President Barack Obama has been raked over the coals recently for his mentioning that the Christian Crusades, as well as Islam at times, had their history of brutality.
That said, Obama cut short the history of crusading.
The first crusade wasn't in 1095 but more than 300 years earlier ...
You heard me right.
The wars of Charlemagne against the pagan Saxons to the northeast and Avars to the east, as well as against the Muslims in Spain, were all to some degree Crusades. And bloody, including the killing of nearly 5,000 surrendered Saxon prisoners. After this massacre, Charlemagne promulgated a new law code for dealing with Saxons, that made failure to convert a death penalty offense.
That said, we shouldn't forget that in what is called the First Crusade, as in others, often it was Jews at crusading sword-point, as in 1095, before any other religion.
Speaking of that, though, let's also not overlook that the crusaders of the First Crusade committed cannibalism at the end of one siege in Syria.

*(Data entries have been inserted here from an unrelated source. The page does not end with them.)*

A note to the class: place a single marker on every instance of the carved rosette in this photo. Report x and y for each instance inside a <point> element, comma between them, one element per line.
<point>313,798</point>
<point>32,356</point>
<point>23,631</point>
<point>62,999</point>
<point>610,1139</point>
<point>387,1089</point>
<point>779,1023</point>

After the end of the Crusades as conventionally understood, folks like the Knights of the Sword and Teutonic Knights decided they would convert Baltic peoples — Lithuanians, Letts, Estonians, etc. — with that same point of a sword. Then, just 100 years after, peacefully, a Grand Duke of Lithuania, Vytautas, for the crown of Poland, peacefully took the pledge of Christianity, a whole new vista opened.
American Indians, in the Caribbean, North America and South America, were converted at the point of a sword. African enslaved captives were converted in the grasp of coffles and shackles.
Considering that Ferdinand and Isabella bade Christopher Columbus "godspeed" with the mission of extending Christianity as well as finding riches, and, without a Pope or Inquisition, the British further north in America felt the same, calling this another set of Crusades isn't a stretching of the truth.
If we extend this to the end of the Indian Wars, against Geronimo in the Sonoran Desert and the Sioux at Wounded Knee, it's more like 1,100 years, not 1,000.
And, I've not even mentioned Christians killing Muslims in the name of religion, as well as vice versa, in today's sub-Saharan Africa.
In other words, about as often as church has been associated with state in Christianity as in Islam, there's been religious coercion of some sort.